Keith Somerville

“The BBC’s new flagship wildlife documentary series, Dynasties sets out, according to the BBC’s own description to: ‘ Follow the true stories of five of the world’s most celebrated, yet endangered animals; penguins, chimpanzees, lions, painted wolves and tigers. Each in a heroic struggle against rivals and against the forces of nature, these families fight for their own survival and for the future of their dynasties.’

 

It has already gained media coverage when the crew revealed they intervened to save penguins from being trapped in a snow and ice-filled gully – breaking what used to be a cardinal rule of wildlife filming that you don’t interfere with nature.  This week’s episode – about lions in the Maasai Mara of Kenya – did not show that sort of intervention by the filming team but didn’t entirely stick to the strict idea of true stories, as the script read by David Attenborough was full of embroidery and misleading explanations whose purpose seemed to be to build up jeopardy throughout each episode.  This is a device used now consistently in wildlife documentaries.  One of the producers of Big Cat Diary on the BBC told me that they story-boarded the programmes and, given that it went out at TV soap-opera time in the evening, always ended on a note to jeopardy to a lion, cheetah or leopard cub to get the audience tuning in for the next episode.  This went alongside a massive dose of anthropormorphism, obvious in Dynasties, with lion prides present as human-type families.

 

In last night’s episode, we were told at the beginning that after the departure of the pride males, there were only two adult hunters left in the pride and this was endangering their ability to kill prey, especially after one lioness was injured.

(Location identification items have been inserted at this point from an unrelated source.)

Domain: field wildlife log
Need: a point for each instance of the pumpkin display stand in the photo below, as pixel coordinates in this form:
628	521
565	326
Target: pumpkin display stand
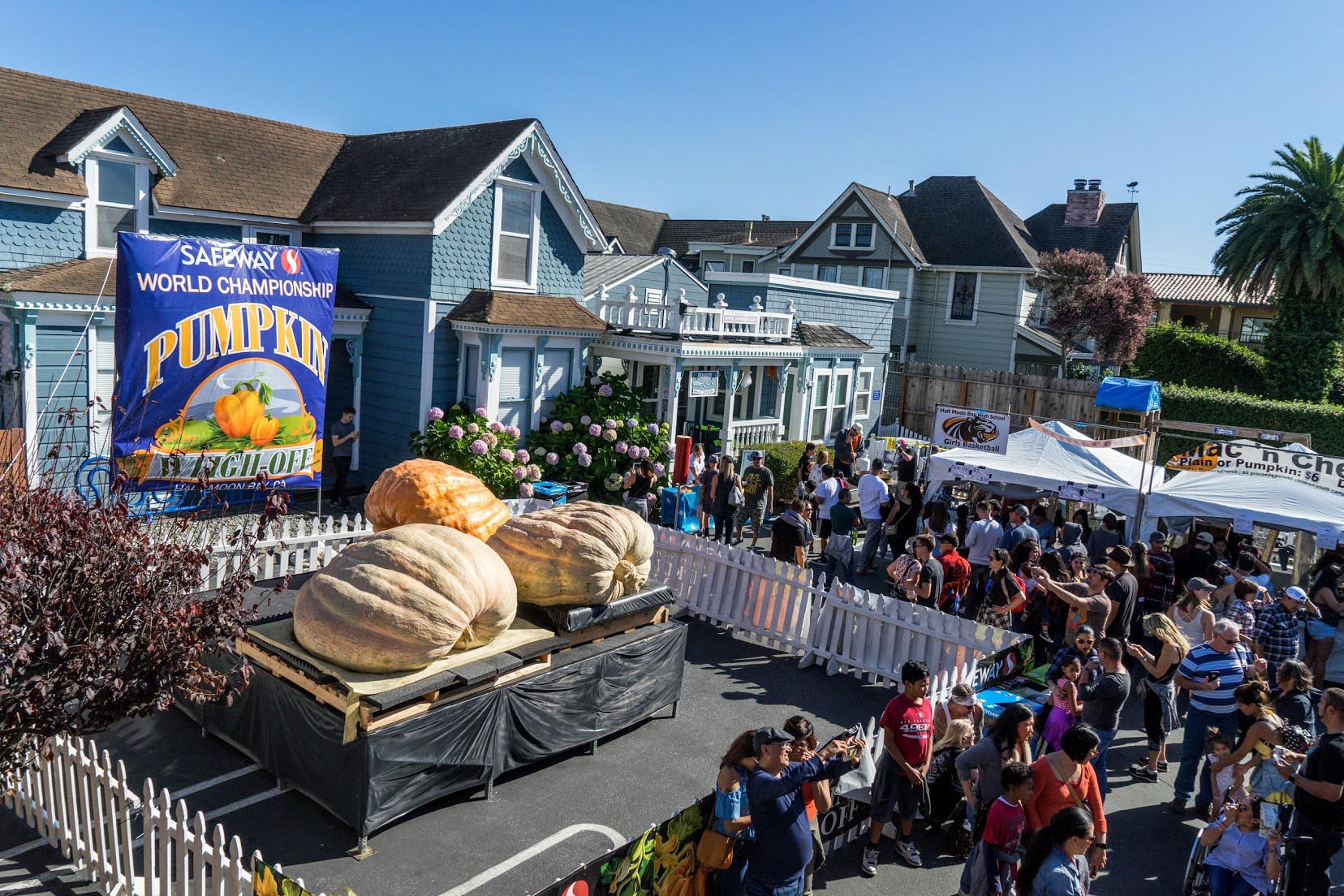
373	747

But then it turns out there are two 3 year old males and a three year old lioness also in the pride.  In most prides, those two males would have been kicked out by the resident males at two years old and be self-sufficient as hunters. It also then becomes clear that the three year old female is perfectly able to assist the older lioness to hunt.

 

The heart-rending section involving the poisoning of the lions, after they killed livestock belonging to Maasai herders illegally grazing in the reserve.   It is undoubtedly an accurate reflection of what happens on a tragically regular basis, but there is no real context given or reference to the wider conservation and land-use problems that threaten lions and pastoralists in Kenya as rich politically well-connected Kenyan business people   and fence off grassland outside the reserve traditionally used by wildlife and Maasai pastoralists alike with only limited.

 

The problem with most wildlife documentaries now is that while they may be beautifully filmed and fascinating to watch they give a narrow or distorted view of issues surrounding wildlife and habitat loss.  The long-term observer of the Mara lions and presenter of Big Cat Diary, Jonathan Scott, wrote in his book Big Cat Man,  that when he was presenting the programme, mention of examination of major conservation issues was forbidden as such weighty and potentially depressing problems would detract from the enterainment value.  The  BBC values of inform, educate and entertain seem to have come down to entertain at all costs even at the price of misinformation.”